Flexible Gravitational-Wave Parameter Estimation with Transformers
This work addresses the need for adaptable inference methods in gravitational-wave astronomy, enabling systematic studies and tests for current and future observatories, though it is incremental as it builds on existing deep learning approaches.
The paper tackled the challenge of extracting physical information from gravitational-wave signals with varying data analysis settings, and introduced a flexible transformer-based model that improved median sample efficiency from 1.4% to 4.2% on real events.

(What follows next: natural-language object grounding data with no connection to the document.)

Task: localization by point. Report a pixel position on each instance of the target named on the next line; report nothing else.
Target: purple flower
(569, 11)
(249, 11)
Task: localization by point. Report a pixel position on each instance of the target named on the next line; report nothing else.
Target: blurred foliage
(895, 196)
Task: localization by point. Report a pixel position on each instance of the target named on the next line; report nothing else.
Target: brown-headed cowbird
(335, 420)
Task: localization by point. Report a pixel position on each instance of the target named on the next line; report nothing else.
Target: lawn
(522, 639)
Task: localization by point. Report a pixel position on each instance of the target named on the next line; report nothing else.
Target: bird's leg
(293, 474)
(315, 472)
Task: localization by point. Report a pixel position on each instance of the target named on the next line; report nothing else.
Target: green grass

Gravitational-wave data analysis relies on accurate and efficient methods to extract physical information from noisy detector signals, yet the increasing rate and complexity of observations represent a growing challenge. Deep learning provides a powerful alternative to traditional inference, but existing neural models typically lack the flexibility to handle variations in data analysis settings. Such variations accommodate imperfect observations or are required for specialized tests, and could include changes in detector configurations, overall frequency ranges, or localized cuts. We introduce a flexible transformer-based architecture paired with a training strategy that enables adaptation to diverse analysis settings at inference time. Applied to parameter estimation, we demonstrate that a single flexible model -- called Dingo-T1 -- can (i) analyze 48 gravitational-wave events from the third LIGO-Virgo-KAGRA Observing Run under a wide range of analysis configurations, (ii) enable systematic studies of how detector and frequency configurations impact inferred posteriors, and (iii) perform inspiral-merger-ringdown consistency tests probing general relativity. Dingo-T1 also improves median sample efficiency on real events from a baseline of 1.4% to 4.2%. Our approach thus demonstrates flexible and scalable inference with a principled framework for handling missing or incomplete data -- key capabilities for current and next-generation observatories.